Um den Tag in achtzig Zelten (16)
Die Festivalsaison ist fast um. Die gemütlicheren Events geben sich die Klinke in die Hand. Nach drei Stunden Autofahrt stehe ich mit meinem alten, weinroten Golf bei Sonnenaufgang bereits sechs Stunden am Check In eines alten Flughafens, auf dem wir unsere Zelte aufschlagen wollen. Meine Freunde schlafen seit mindestens der Hälfte der Zeit und ich treibe mich im Stillstand auf der Zufahrtsstraße zum Flughafen umher. Sitze und liege am Straßenrand im Gras und rauche Gras. Diese Karawane bewegt sich nach zweitausend ruhigen Atemzügen vermutlich nur einhundert beschauliche Meter. Ich rolle mit geöffneter Tür im Schritttempo, ohne Licht, nur die Glut leuchtet knisternd beim Ziehen im Rückspiegel. Ich genieße, wie sich frische Morgenluft mit Tabakgeruch vermischt und schaue mich um. Blicke stillen Atems in die friedlich schlafenden Gesichter meiner Freundschaften, wie sie eng beieinander auf der Rückbank liegen, sich die einzige Decke teilend - diese stinkenden, geblümten Decken, die seit Jahren unbenutzt in Autos liegen, wisst ihr?

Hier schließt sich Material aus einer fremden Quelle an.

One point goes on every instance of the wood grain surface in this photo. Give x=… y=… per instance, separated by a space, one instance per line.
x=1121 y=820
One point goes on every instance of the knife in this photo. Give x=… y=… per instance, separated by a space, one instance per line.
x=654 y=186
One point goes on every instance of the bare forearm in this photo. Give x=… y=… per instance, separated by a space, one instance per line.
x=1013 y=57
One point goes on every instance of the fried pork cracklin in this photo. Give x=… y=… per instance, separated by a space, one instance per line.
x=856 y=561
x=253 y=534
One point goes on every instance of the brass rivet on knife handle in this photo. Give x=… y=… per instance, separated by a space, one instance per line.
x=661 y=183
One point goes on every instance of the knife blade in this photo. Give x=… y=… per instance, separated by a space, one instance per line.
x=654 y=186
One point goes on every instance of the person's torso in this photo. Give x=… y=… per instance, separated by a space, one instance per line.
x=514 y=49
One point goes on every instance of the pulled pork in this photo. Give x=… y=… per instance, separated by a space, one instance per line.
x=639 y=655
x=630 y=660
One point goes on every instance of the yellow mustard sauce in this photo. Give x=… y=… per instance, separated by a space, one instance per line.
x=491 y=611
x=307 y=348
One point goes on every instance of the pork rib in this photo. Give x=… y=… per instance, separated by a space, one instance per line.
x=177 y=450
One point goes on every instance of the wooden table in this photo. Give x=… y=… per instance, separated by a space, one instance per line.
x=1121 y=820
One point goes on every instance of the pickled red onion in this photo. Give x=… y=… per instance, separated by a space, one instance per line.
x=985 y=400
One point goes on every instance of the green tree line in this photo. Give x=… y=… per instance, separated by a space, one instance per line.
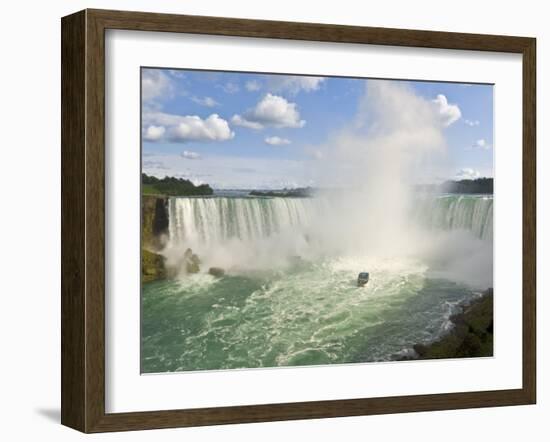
x=172 y=186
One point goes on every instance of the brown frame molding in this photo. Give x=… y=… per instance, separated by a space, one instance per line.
x=83 y=217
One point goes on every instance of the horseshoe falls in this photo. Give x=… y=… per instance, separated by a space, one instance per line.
x=289 y=295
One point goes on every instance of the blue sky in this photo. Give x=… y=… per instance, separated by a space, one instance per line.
x=241 y=130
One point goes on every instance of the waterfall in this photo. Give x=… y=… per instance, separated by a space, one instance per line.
x=213 y=220
x=458 y=212
x=210 y=221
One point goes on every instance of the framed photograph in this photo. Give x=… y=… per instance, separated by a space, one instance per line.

Ich erlebe die intensivste Zeit meines Lebens, die Zeit, in der die Melancholie bestimmt, die Zeit der Suche nach der eigenen Liebe, nach Aufgabe, nach dem Weg zum Ziel. Hedonism klingt leise aus dem Radio und ja, es ist meine traurigste Zeit, meine glücklichste Zeit.
Wir passieren den Check In, suchen einen Parkplatz und schlagen das geräumigste Zelt von allen auf. Die Tage verbringen wir davor, mit direktem Blick auf die Bühne. Jeden Tag das gleiche beruhigende Szenario. Ich flacke auf meinem gestreiften Campingstuhl, jemand reicht mir Gegrilltes, reicht mir Bier, reicht mir Joints.
Der Wind weht mir Hedonism um die Nase, um die Ohren. Es ist der erste Song, zu dem ich mich während dieser Saison wieder erhebe, nachdem wir jemanden verloren haben.
Weit vor uns treibt feiner Sand in die Luft, mit ihm ein Rufen und ein Zelt. Der Kreisel nimmt sich die Zeit vielen Zelten zu begegnen, Schrecken zu bändigen und Rufe in den weiten Himmel verklingen zu lassen. Es ist ein bewegendes Schauspiel zu Hedonism.
Er kommt auf uns zu, wir klammern uns voller Aufruhr an unser geräumiges Zelt und ich spüre, wie die mächtige Kraft dieses Sturms versucht mich mitzunehmen. Ich möchte loslassen aber wie so oft, wage ich es nicht. Er hat meinen alten Campingstuhl weggetragen und ich beobachte, wie er ihn, für immer unerreichbar, in die weit entfernten, hohen Tannen fallen lässt.
Dies ist der erste Tag, an dem ich wieder tanze, Hacky-Sack spiele, Bungee springe, Bratwurst mit Pommes und Ketchup esse, nachdem wir jemanden verloren habe.